Distinct expression of STDP at PC-LTS and PC-FS synapses. A, Analysis of CV of evoked EPSPs showed changes at PC-LTS synapses, but not at PC-FS synapses after correlated spiking. CV = (σ/m), where σ and m are the SD and the mean of EPSP amplitudes. The values of σ and m measured for a duration of 10 min immediately before and 20∼30 min after correlated spiking were used to calculate CV_bef and CV_aft, respectively.
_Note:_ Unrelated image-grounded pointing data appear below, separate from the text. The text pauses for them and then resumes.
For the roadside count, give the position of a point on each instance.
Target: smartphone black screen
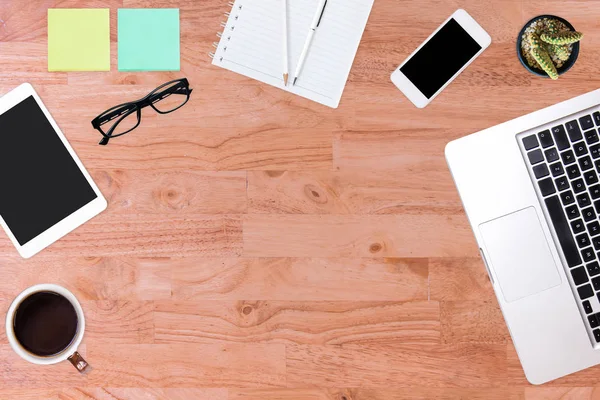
(440, 58)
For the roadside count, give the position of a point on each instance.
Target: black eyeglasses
(127, 116)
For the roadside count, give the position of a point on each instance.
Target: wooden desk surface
(261, 246)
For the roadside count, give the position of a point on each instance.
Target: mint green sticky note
(148, 39)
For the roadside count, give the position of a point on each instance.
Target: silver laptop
(531, 190)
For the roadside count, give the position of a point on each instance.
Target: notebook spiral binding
(227, 36)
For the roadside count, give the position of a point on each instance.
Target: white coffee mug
(69, 353)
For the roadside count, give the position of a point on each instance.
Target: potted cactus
(548, 46)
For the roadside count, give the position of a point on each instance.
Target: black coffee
(45, 323)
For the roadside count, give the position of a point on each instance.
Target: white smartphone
(449, 50)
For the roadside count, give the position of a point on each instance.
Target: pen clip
(322, 12)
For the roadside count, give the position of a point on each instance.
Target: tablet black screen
(40, 183)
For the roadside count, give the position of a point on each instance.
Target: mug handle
(78, 362)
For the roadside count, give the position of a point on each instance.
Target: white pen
(285, 50)
(311, 34)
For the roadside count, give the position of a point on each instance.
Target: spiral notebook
(251, 44)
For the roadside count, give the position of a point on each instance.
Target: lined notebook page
(252, 45)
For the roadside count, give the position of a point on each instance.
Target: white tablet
(45, 192)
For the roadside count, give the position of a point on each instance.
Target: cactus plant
(561, 38)
(547, 44)
(545, 62)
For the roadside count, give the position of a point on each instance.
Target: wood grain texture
(258, 246)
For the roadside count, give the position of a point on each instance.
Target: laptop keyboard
(565, 161)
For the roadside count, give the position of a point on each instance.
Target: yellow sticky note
(78, 39)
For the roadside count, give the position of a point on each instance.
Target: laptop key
(588, 255)
(593, 228)
(573, 171)
(545, 138)
(579, 275)
(578, 186)
(573, 131)
(583, 200)
(552, 154)
(579, 148)
(561, 226)
(568, 157)
(586, 122)
(594, 150)
(597, 335)
(583, 240)
(541, 171)
(593, 268)
(547, 187)
(585, 163)
(577, 226)
(535, 156)
(587, 307)
(560, 137)
(590, 177)
(567, 198)
(572, 212)
(585, 292)
(591, 137)
(588, 214)
(562, 183)
(596, 242)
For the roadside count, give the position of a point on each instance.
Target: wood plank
(566, 393)
(472, 322)
(459, 279)
(290, 322)
(295, 279)
(103, 393)
(225, 139)
(357, 236)
(110, 322)
(119, 321)
(141, 394)
(356, 191)
(389, 393)
(464, 365)
(112, 234)
(156, 365)
(152, 192)
(22, 60)
(89, 278)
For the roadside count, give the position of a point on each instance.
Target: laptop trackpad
(519, 255)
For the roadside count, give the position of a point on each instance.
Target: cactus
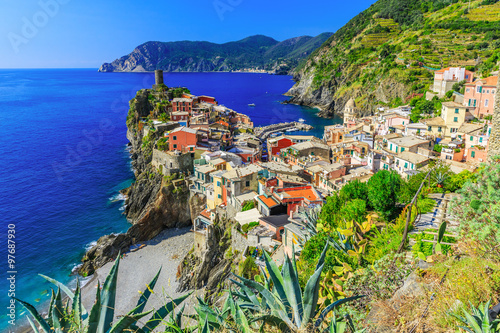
(100, 318)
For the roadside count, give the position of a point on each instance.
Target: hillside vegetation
(255, 52)
(387, 54)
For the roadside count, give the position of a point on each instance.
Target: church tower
(350, 111)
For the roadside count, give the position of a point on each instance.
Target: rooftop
(412, 157)
(408, 141)
(248, 216)
(436, 121)
(309, 145)
(184, 129)
(204, 168)
(469, 128)
(453, 105)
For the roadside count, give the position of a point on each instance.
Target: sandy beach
(138, 268)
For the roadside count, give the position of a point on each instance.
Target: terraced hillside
(387, 54)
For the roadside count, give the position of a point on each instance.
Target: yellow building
(214, 199)
(453, 115)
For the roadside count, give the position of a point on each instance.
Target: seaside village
(263, 177)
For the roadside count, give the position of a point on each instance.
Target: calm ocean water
(64, 159)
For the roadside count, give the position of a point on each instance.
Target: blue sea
(64, 159)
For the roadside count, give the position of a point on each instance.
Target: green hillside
(388, 53)
(254, 52)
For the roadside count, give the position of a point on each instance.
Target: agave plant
(100, 319)
(341, 326)
(285, 305)
(479, 321)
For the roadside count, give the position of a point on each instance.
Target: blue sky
(84, 34)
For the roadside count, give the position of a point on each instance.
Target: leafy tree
(330, 210)
(383, 188)
(354, 190)
(354, 210)
(478, 210)
(409, 188)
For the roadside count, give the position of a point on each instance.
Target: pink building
(477, 153)
(445, 78)
(480, 94)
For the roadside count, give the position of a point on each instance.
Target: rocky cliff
(253, 52)
(387, 54)
(153, 202)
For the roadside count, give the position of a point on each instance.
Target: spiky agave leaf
(77, 305)
(108, 298)
(332, 306)
(141, 303)
(36, 316)
(293, 291)
(93, 319)
(159, 315)
(311, 291)
(57, 314)
(126, 321)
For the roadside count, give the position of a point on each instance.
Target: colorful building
(480, 95)
(182, 139)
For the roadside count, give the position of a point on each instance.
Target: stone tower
(350, 111)
(158, 77)
(494, 142)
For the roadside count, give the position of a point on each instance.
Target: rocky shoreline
(153, 203)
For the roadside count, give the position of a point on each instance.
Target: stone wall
(494, 142)
(238, 241)
(168, 163)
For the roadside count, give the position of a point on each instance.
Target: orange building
(480, 94)
(182, 139)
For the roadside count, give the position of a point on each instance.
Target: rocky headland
(153, 202)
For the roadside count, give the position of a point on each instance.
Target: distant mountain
(387, 54)
(255, 52)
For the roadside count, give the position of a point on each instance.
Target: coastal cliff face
(255, 52)
(211, 269)
(153, 202)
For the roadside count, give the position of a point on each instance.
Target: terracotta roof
(270, 202)
(308, 194)
(206, 213)
(437, 121)
(489, 81)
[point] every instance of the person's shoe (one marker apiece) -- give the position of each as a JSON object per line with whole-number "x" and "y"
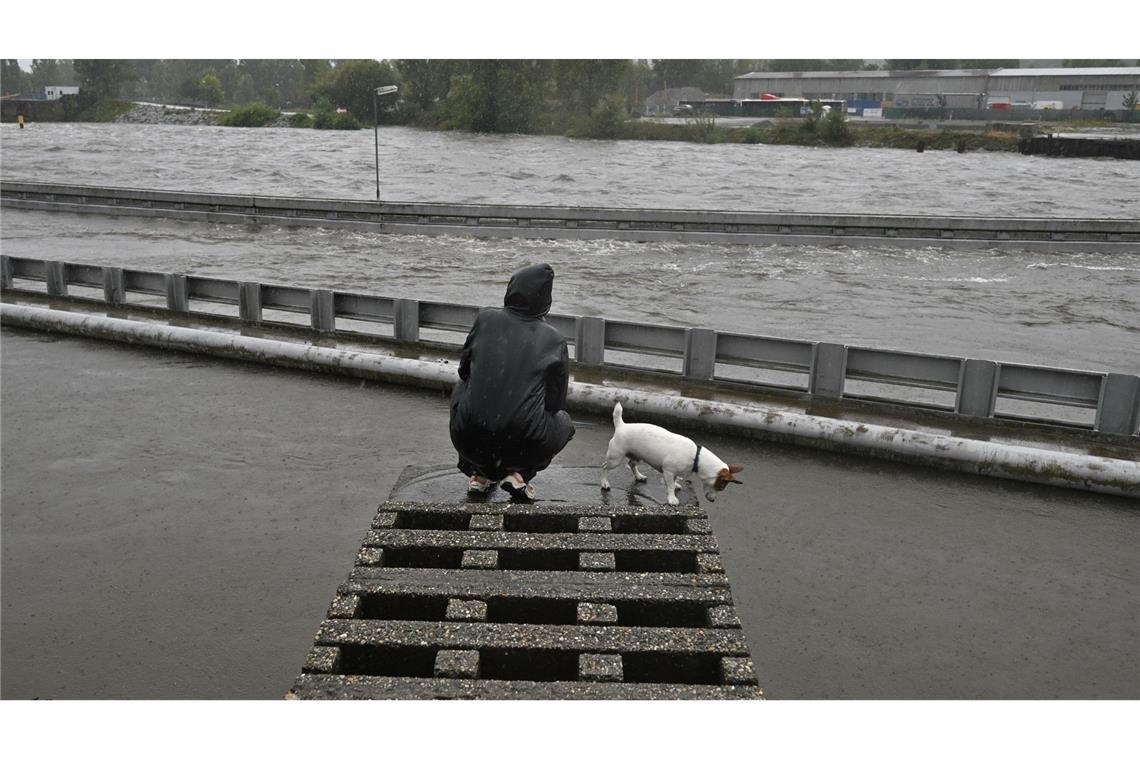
{"x": 519, "y": 489}
{"x": 479, "y": 484}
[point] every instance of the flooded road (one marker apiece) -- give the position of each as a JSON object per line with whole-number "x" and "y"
{"x": 1057, "y": 309}
{"x": 1075, "y": 310}
{"x": 174, "y": 528}
{"x": 456, "y": 166}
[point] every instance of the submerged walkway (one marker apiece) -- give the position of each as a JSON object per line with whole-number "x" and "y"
{"x": 173, "y": 526}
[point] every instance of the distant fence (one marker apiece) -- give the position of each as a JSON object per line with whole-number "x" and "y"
{"x": 580, "y": 222}
{"x": 955, "y": 385}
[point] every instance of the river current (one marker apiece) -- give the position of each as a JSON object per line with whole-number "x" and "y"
{"x": 1059, "y": 309}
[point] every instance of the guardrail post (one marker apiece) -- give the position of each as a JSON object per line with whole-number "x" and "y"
{"x": 322, "y": 310}
{"x": 589, "y": 341}
{"x": 1118, "y": 410}
{"x": 178, "y": 297}
{"x": 406, "y": 320}
{"x": 700, "y": 353}
{"x": 249, "y": 302}
{"x": 57, "y": 278}
{"x": 113, "y": 291}
{"x": 977, "y": 392}
{"x": 829, "y": 370}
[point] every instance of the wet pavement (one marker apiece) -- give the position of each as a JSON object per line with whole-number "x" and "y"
{"x": 173, "y": 528}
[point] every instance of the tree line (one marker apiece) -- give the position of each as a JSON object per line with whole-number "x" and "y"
{"x": 488, "y": 96}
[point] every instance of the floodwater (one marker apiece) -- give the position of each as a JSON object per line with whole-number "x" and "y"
{"x": 1079, "y": 310}
{"x": 450, "y": 166}
{"x": 176, "y": 526}
{"x": 1076, "y": 310}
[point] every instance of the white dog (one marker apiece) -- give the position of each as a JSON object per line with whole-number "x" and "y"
{"x": 675, "y": 456}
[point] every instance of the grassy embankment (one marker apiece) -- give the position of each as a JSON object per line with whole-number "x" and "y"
{"x": 819, "y": 131}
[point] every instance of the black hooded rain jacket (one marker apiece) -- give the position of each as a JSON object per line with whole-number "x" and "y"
{"x": 506, "y": 410}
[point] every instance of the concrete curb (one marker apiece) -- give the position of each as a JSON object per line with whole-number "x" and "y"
{"x": 1084, "y": 472}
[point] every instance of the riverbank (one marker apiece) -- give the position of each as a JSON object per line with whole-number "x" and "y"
{"x": 791, "y": 131}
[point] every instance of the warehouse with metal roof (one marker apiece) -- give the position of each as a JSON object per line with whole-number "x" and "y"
{"x": 1084, "y": 89}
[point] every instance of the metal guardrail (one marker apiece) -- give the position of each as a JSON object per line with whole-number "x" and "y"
{"x": 583, "y": 222}
{"x": 971, "y": 387}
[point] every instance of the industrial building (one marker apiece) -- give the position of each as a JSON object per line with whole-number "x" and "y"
{"x": 1041, "y": 89}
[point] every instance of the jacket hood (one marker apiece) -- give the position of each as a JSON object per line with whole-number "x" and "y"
{"x": 529, "y": 291}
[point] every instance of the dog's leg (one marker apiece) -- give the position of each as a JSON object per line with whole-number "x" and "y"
{"x": 609, "y": 464}
{"x": 670, "y": 487}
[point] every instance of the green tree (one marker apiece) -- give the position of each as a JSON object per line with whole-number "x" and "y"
{"x": 425, "y": 83}
{"x": 914, "y": 64}
{"x": 316, "y": 72}
{"x": 990, "y": 63}
{"x": 579, "y": 84}
{"x": 352, "y": 84}
{"x": 13, "y": 79}
{"x": 103, "y": 78}
{"x": 48, "y": 72}
{"x": 210, "y": 89}
{"x": 497, "y": 96}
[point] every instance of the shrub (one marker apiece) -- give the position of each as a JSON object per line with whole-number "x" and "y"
{"x": 253, "y": 114}
{"x": 833, "y": 128}
{"x": 607, "y": 117}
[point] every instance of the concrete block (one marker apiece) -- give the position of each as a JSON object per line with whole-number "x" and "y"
{"x": 829, "y": 370}
{"x": 698, "y": 526}
{"x": 178, "y": 297}
{"x": 466, "y": 610}
{"x": 596, "y": 561}
{"x": 56, "y": 277}
{"x": 723, "y": 617}
{"x": 589, "y": 341}
{"x": 249, "y": 302}
{"x": 738, "y": 671}
{"x": 480, "y": 560}
{"x": 977, "y": 391}
{"x": 595, "y": 525}
{"x": 344, "y": 605}
{"x": 700, "y": 353}
{"x": 593, "y": 613}
{"x": 371, "y": 556}
{"x": 486, "y": 523}
{"x": 322, "y": 310}
{"x": 384, "y": 521}
{"x": 113, "y": 291}
{"x": 1120, "y": 405}
{"x": 709, "y": 563}
{"x": 457, "y": 663}
{"x": 406, "y": 320}
{"x": 604, "y": 668}
{"x": 323, "y": 660}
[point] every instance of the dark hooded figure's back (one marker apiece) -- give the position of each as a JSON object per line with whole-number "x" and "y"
{"x": 513, "y": 377}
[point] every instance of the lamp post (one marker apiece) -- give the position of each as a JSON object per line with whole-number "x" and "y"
{"x": 388, "y": 89}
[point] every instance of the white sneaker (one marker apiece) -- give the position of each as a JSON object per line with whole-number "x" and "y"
{"x": 479, "y": 484}
{"x": 519, "y": 488}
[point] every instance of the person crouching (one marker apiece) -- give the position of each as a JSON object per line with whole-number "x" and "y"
{"x": 507, "y": 417}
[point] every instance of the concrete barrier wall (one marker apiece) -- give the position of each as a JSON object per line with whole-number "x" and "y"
{"x": 585, "y": 222}
{"x": 953, "y": 386}
{"x": 1116, "y": 476}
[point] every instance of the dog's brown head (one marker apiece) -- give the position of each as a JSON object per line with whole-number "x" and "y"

Each pair of connected circles represents mean CV_bef and CV_aft obtained from individual experiments shown in Figure 2, C and F, and Figure 6A. Unmasked LTD, LTD found at PC-LTS synapses in experiments with +8 ms pairing in the presence of MK801 and AP5. A significant difference between CV_bef and CV_aft was observed at PC-LTS synapses (LTP of +8 ms pairing, p = 0.0013, n = 21; LTD of −8 ms pairing, p = 0.0065, n = 12; unmasked LTD, p = 0.0013, n = 18; paired t test), but not at PC-FS synapses (±8 ms pairing, p = 0.33, n = 41, paired t test). The histogram depicts the ratio of CV, determined as CV_bef/CV_aft. B, Change in the transmission failure rates at PC-LTS synapses accompanying LTP and LTD induction from experiments shown in Figure 2C, as well as unmasked LTD from experiments shown in Figure 6A. The failure rates were measured for 10 min before correlated spiking and for the duration from 10 min after spiking to end of the experiment, respectively. Data from the same cell pair were connected by a line in the left panels. Histograms depict the average values (±SEM) of normalized failure rates (to mean value before the induction) for the data set shown on the left. C, Analysis of PPR of evoked EPSPs showed bidirectional changes at PC-LTS synapses, but no change at PC-FS synapses after correlated spiking. The interval between paired pulses was 100 ms. The value in PPR for individual cell pairs was measured in the same manner as in A. The histogram depicts the ratio of PPR, determined as PPR_aft/PPR_bef.